# Sentiment Analysis

## Set up

### Write to excel

In [None]:
import time
import os
import pandas as pd
from google.colab import drive
drive.mount('/content/drive')

numerical_excel_path = '/content/drive/My Drive/Colab Notebooks/numerical_vTest.xlsx'
contextual_excel_path = '/content/drive/My Drive/Colab Notebooks/contextual_vTest.xlsx'


def write_to_excel(result, sheet_name, excel_path):
    # Define the column names
    df = pd.DataFrame(result)
    df.columns = ['title', 'sentiment', 'confidence']

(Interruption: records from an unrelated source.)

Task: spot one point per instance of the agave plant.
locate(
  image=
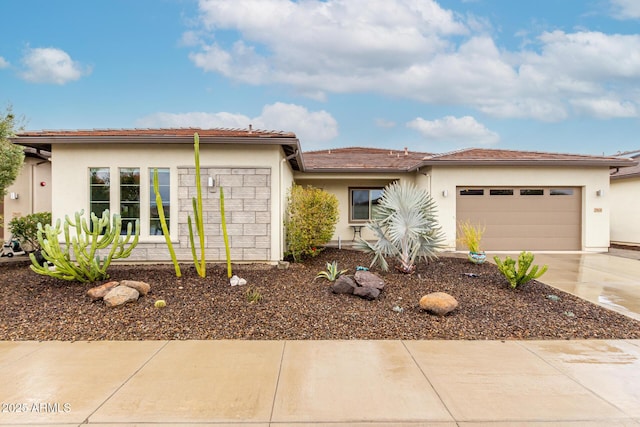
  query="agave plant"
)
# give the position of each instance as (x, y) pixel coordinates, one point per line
(332, 272)
(405, 225)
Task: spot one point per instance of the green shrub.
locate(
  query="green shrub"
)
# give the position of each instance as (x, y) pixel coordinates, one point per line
(520, 275)
(25, 228)
(78, 258)
(310, 220)
(405, 224)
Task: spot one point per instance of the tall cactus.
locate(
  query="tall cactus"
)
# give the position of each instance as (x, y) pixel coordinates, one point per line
(163, 223)
(79, 258)
(197, 213)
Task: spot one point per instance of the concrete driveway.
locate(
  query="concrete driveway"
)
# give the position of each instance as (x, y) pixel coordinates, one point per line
(610, 280)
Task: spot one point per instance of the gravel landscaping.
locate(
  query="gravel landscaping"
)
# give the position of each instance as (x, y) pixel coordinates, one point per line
(295, 306)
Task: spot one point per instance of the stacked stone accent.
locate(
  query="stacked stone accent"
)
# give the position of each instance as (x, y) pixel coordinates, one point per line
(247, 194)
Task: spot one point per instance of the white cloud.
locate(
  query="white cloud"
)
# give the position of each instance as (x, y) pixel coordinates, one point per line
(51, 65)
(415, 49)
(311, 127)
(626, 9)
(464, 130)
(605, 108)
(385, 124)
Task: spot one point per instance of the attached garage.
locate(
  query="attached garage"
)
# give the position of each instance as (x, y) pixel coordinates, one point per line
(524, 218)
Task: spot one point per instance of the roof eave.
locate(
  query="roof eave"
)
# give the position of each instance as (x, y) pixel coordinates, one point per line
(583, 163)
(46, 142)
(355, 170)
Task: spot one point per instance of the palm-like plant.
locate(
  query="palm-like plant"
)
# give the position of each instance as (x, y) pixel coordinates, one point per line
(405, 225)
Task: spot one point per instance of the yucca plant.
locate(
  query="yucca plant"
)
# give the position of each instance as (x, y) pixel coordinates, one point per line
(331, 273)
(405, 225)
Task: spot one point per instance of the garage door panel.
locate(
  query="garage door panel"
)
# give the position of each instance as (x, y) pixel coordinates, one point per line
(532, 231)
(525, 222)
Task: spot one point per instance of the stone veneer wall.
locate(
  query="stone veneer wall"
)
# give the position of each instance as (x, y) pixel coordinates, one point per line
(247, 195)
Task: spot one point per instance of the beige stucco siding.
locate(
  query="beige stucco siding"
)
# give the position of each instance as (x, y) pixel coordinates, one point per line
(71, 190)
(625, 211)
(339, 184)
(595, 209)
(32, 196)
(441, 183)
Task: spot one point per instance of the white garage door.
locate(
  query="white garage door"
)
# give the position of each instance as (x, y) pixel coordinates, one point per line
(524, 218)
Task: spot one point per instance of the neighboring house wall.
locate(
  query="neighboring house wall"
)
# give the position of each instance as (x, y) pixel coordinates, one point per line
(595, 209)
(625, 210)
(252, 185)
(32, 196)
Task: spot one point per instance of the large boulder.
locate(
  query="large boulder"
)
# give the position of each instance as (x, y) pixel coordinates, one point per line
(439, 303)
(368, 279)
(120, 295)
(142, 287)
(100, 291)
(343, 285)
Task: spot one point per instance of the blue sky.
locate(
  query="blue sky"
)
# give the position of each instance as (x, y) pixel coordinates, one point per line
(434, 76)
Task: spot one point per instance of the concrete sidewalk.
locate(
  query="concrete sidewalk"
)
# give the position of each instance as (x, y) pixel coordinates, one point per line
(341, 383)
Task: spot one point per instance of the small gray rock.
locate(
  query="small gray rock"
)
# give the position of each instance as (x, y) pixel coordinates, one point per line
(368, 279)
(142, 287)
(343, 285)
(439, 303)
(99, 292)
(367, 292)
(120, 295)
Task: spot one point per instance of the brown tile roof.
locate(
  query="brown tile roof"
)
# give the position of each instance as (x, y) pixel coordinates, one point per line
(44, 139)
(480, 156)
(361, 159)
(628, 172)
(158, 132)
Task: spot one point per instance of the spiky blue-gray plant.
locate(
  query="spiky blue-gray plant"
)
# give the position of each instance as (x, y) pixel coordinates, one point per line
(405, 225)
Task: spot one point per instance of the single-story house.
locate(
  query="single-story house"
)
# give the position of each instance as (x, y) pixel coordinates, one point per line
(31, 191)
(527, 200)
(625, 203)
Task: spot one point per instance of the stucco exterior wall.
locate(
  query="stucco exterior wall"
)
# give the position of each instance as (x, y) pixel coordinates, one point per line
(32, 196)
(339, 184)
(595, 209)
(252, 179)
(441, 183)
(625, 211)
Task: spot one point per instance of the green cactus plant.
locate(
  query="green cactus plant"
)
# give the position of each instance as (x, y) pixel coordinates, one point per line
(79, 258)
(225, 234)
(520, 275)
(163, 223)
(197, 213)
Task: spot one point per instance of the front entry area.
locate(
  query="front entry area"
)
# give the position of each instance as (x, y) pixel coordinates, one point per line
(524, 218)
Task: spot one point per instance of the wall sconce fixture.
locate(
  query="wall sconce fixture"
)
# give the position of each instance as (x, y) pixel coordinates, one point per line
(211, 183)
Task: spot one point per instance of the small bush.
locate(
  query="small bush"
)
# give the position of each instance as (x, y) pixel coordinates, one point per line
(520, 275)
(25, 228)
(310, 220)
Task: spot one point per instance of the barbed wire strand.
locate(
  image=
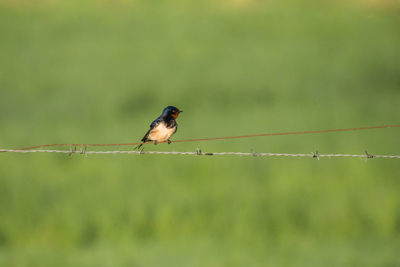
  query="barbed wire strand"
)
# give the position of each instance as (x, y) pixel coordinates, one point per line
(216, 138)
(199, 152)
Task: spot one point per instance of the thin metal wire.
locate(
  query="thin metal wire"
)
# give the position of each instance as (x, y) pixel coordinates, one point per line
(198, 152)
(219, 138)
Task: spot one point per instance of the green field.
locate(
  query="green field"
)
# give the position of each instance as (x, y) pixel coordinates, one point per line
(81, 72)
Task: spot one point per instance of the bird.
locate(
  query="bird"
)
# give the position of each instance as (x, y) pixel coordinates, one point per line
(162, 128)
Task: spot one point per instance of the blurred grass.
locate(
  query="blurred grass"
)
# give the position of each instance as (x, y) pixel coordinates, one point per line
(75, 72)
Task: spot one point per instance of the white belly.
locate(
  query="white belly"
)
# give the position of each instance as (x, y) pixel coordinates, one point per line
(161, 133)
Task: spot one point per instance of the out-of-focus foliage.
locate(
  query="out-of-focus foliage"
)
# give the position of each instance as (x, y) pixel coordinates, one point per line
(86, 72)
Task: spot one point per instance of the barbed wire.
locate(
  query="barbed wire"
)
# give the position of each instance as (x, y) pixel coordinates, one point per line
(218, 138)
(198, 152)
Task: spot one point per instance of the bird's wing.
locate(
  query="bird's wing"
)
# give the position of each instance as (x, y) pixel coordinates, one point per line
(152, 126)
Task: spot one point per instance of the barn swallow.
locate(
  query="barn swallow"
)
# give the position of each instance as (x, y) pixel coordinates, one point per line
(162, 128)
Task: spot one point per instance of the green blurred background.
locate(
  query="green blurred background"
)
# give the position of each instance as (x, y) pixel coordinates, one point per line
(100, 72)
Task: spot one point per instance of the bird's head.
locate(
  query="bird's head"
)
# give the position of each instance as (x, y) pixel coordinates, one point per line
(171, 111)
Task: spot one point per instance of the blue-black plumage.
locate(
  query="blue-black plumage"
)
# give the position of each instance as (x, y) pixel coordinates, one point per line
(162, 128)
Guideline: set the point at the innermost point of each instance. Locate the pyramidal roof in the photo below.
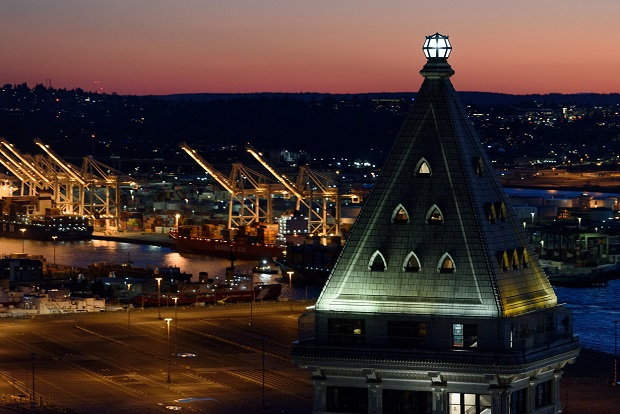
(437, 235)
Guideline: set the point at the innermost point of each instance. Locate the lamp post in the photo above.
(615, 353)
(158, 297)
(290, 287)
(168, 325)
(129, 311)
(54, 244)
(34, 395)
(176, 324)
(23, 233)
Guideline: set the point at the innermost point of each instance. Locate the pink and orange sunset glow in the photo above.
(335, 46)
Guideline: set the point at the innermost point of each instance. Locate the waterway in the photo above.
(594, 309)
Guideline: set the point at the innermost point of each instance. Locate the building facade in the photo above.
(437, 303)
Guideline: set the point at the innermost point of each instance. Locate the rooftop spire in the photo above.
(437, 48)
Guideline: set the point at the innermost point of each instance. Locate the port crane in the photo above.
(248, 189)
(313, 191)
(23, 167)
(92, 190)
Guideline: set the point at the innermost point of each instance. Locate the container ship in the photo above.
(247, 243)
(237, 290)
(32, 217)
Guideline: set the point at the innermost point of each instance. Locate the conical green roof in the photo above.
(437, 235)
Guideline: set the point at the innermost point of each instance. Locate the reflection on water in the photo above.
(85, 252)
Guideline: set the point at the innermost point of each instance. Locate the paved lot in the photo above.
(109, 362)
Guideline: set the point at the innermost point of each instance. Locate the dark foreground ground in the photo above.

    with pd.ExcelWriter(excel_path, mode='a', engine='openpyxl', if_sheet_exists='new') as writer:
        df.to_excel(writer, sheet_name=sheet_name, index=False)

In [None]:
!ls -l {numerical_excel_path}

In [None]:
!unzip -t {numerical_excel_path}

### Reading news data - [Twitter Value](https://huggingface.co/datasets/zeroshot/twitter-financial-news-sentiment)

In [None]:
numerical_filename = 'Numerical.xlsx'
search_path = '/content/drive/My Drive/Colab Notebooks'

file_path = None

# read numerical
for root, dirs, files in os.walk(search_path):
    if numerical_filename in files:
        file_path = os.path.join(root, numerical_filename)
        break
        numerical_df = pd.read_excel(file_path)

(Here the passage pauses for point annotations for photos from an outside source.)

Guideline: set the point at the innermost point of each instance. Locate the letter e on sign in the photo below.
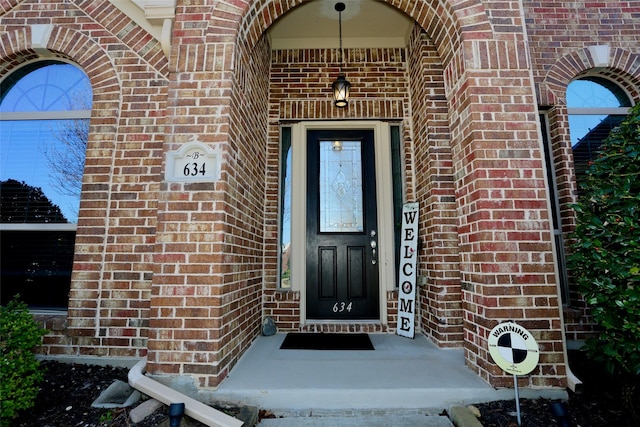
(194, 162)
(407, 271)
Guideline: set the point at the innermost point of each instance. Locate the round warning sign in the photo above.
(513, 348)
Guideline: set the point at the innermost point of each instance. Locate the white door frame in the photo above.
(384, 195)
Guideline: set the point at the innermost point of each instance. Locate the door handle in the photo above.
(373, 244)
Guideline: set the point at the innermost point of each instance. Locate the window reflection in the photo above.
(594, 111)
(285, 209)
(341, 201)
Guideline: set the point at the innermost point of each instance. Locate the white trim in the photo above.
(384, 196)
(623, 111)
(46, 115)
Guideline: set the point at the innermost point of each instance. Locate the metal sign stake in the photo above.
(514, 349)
(515, 386)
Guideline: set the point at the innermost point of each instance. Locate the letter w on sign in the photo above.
(407, 270)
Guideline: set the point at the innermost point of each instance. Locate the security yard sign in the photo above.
(407, 269)
(513, 348)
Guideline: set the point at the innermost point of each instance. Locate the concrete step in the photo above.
(395, 420)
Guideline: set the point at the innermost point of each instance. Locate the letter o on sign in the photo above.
(513, 348)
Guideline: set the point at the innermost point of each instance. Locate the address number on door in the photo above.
(342, 306)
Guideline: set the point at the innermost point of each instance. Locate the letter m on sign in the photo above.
(407, 271)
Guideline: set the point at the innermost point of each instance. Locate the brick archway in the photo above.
(457, 17)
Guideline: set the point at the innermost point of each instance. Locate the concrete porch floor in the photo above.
(400, 374)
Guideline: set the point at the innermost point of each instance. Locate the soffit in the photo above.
(365, 23)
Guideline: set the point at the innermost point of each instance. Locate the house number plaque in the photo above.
(193, 162)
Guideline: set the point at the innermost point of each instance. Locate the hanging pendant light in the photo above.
(341, 85)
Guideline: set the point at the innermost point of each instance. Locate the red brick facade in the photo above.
(185, 272)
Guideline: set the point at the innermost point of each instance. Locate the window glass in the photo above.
(44, 125)
(285, 208)
(43, 132)
(596, 106)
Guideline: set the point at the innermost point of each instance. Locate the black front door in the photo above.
(342, 236)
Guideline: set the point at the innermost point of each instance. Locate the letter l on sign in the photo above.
(407, 270)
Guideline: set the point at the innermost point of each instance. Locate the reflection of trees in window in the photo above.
(66, 152)
(596, 106)
(44, 124)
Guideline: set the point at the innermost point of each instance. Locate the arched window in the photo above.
(44, 122)
(595, 106)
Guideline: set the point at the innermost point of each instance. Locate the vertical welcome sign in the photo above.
(407, 270)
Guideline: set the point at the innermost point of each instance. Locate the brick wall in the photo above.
(182, 270)
(300, 89)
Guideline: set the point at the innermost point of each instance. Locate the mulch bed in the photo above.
(599, 404)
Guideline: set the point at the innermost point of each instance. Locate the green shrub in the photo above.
(20, 372)
(605, 258)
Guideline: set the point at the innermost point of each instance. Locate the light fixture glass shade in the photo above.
(341, 88)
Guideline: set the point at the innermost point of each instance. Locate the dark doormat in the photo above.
(310, 341)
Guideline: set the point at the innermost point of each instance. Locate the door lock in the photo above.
(373, 244)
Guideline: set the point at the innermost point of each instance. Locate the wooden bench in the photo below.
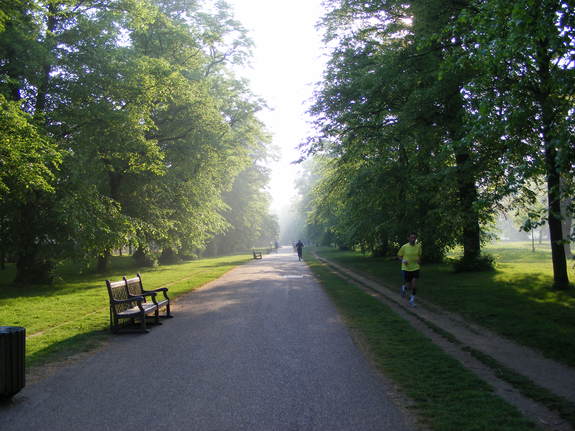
(123, 305)
(136, 288)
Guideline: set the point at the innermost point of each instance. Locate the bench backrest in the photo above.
(117, 290)
(134, 285)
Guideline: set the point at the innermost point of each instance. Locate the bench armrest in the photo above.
(138, 299)
(159, 289)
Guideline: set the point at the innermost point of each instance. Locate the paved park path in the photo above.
(261, 348)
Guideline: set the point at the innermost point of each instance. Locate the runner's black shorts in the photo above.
(410, 275)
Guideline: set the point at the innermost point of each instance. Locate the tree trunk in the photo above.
(553, 172)
(102, 262)
(567, 217)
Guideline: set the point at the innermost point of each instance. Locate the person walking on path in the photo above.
(410, 256)
(299, 248)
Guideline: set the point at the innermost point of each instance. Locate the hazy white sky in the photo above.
(287, 62)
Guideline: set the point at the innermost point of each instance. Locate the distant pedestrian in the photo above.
(410, 256)
(299, 248)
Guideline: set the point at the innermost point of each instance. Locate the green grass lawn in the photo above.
(72, 315)
(514, 300)
(446, 396)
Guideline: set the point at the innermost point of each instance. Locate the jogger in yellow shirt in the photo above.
(410, 256)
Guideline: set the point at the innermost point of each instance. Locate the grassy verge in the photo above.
(514, 301)
(447, 396)
(72, 315)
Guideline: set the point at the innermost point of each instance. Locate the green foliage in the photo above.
(424, 372)
(430, 113)
(514, 300)
(485, 262)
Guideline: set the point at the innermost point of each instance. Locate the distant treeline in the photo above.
(122, 124)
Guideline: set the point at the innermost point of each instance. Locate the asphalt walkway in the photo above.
(261, 348)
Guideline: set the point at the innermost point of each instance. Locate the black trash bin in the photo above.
(12, 355)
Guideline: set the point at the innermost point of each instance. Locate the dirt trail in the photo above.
(546, 373)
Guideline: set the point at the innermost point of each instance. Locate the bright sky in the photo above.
(287, 62)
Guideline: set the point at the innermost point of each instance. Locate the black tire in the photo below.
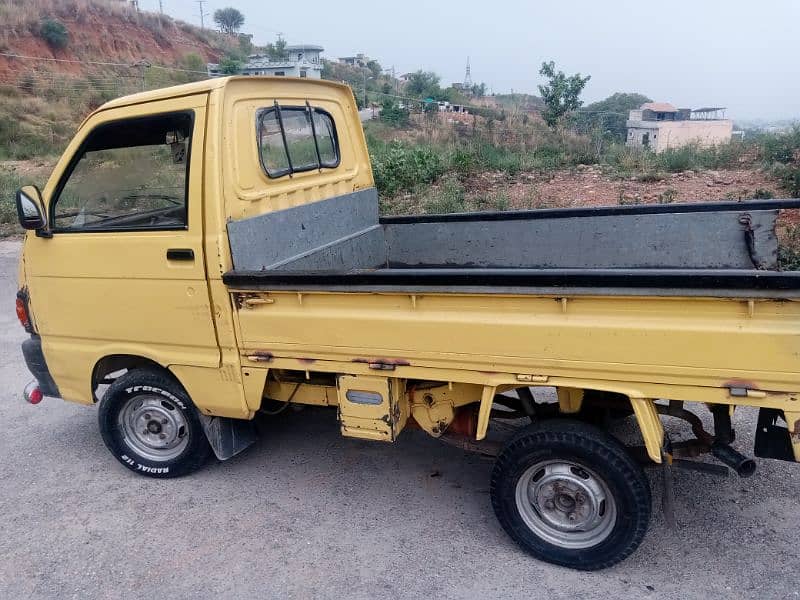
(599, 457)
(169, 404)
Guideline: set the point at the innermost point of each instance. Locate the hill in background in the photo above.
(60, 59)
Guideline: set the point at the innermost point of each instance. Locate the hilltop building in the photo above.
(359, 60)
(302, 60)
(659, 125)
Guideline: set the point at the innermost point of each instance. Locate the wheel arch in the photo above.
(112, 363)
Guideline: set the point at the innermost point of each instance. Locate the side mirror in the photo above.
(29, 208)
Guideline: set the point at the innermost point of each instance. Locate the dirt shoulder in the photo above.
(591, 186)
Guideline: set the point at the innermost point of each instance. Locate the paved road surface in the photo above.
(306, 513)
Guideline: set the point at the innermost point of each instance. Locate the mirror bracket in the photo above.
(30, 210)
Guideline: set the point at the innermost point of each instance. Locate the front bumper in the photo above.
(37, 365)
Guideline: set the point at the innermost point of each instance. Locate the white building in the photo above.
(659, 125)
(302, 60)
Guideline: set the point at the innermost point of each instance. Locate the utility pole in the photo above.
(203, 14)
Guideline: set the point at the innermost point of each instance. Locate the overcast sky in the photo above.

numerical_df = pd.read_excel(file_path)
# numerical_df.head()

numerical_titles = numerical_df.iloc[:, 0]
numerical_titles

In [None]:
contextual_filename = 'Contextual.xlsx'
search_path = '/content/drive/My Drive/Colab Notebooks'

file_path = None

# read contextual
for root, dirs, files in os.walk(search_path):
    if contextual_filename in files:
        file_path = os.path.join(root, contextual_filename)
        break
    # contextual_df = pd.read_excel(file_path)
contextual_df = pd.read_excel(file_path)

contextual_titles = contextual_df.iloc[:, 0]
contextual_titles

## Sentiment analysis function for each models

### 1. [TextBlob](https://github.com/sloria/TextBlob) - NaiveBayesAnalyzer

`NaiveBayesAnalyzer`: uses [`nltk`](https://github.com/nltk/nltk), this model was trained on a movie review corpus

In [None]:
!python -m textblob.download_corpora

In [None]:
from textblob import TextBlob
from textblob.sentiments import NaiveBayesAnalyzer

def textblob(titles, excel_path):
  excel_result = []

  start_time = time.time()
  for title in titles:
      blob = TextBlob(title, analyzer=NaiveBayesAnalyzer())
      # print(title)
      # print(blob.sentiment)
      # print("-----------------------")
      # Unpack the sentiment into its own tuple
      sentiment_data = (blob.sentiment.classification, blob.sentiment.p_pos, blob.sentiment.p_neg)
      # Extend the original tuple (title, sentiment) with the unpacked sentiment data
      excel_result.append((title,) + sentiment_data)

  end_time = time.time()
  duration = end_time - start_time

  # The rest of your code remains the same
  df = pd.DataFrame(excel_result, columns=['title', 'classification', 'p_pos', 'p_neg'])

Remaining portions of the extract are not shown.